Se trata, por tanto, de una ocasión científica excepcional para toda la comunidad, con interés para investigadoras e investigadores de muy diversos ámbitos, desde la biología celular y las neurociencias hasta la inmunología, la investigación cardiovascular, la oncohematología, la genética y las enfermedades hepáticas, digestivas e inflamatorias.
Dr. Randy Schekman is a Professor in the Department of Molecular and Cell Biology, University of California, Berkeley, and an Investigator of the Howard Hughes Medical Institute. He studied the enzymology of DNA replication as a graduate student with Arthur Kornberg at Stanford University. His current interest in cellular membranes developed during a postdoctoral period with S. J. Singer at the UC San Diego.
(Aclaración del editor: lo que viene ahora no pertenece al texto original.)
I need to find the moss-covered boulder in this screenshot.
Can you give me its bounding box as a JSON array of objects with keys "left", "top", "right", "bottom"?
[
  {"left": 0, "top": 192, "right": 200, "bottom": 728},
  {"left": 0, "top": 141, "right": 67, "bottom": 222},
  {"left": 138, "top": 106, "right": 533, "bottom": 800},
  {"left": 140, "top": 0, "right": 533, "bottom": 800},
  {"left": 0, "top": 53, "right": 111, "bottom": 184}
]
Among his awards are the Gairdner International Award, the Albert Lasker Award in Basic Medical Research and the Nobel Prize in Physiology or Medicine, which he shared with James Rothman and Thomas Südhof. He served as the Editor of the Annual Reviews of Cell and Developmental Biology and as Editor-in-Chief of the Proceedings of the National Academy of Sciences (PNAS) and eLife. Beginning in 2018, Schekman has served as the Scientific Director of “Aligning Science Across Parkinson’s Disease” a major philanthropic effort organized along with The Michael J. Fox Foundation to identify molecular and cellular mechanisms in the initiation and progression of Parkinson’s Disease (https://parkinsonsroadmap.org). Schekman’s laboratory investigates the mechanism of vesicular traffic in the secretory pathway in eukaryotic cells.
Currently the lab focuses on the unconventional secretion of extracellular vesicles and of soluble proteins, such as alpha-synuclein. The means by which alpha-synuclein is released by nerve cells may relate to the spread of pathology in Parkinson’s Disease.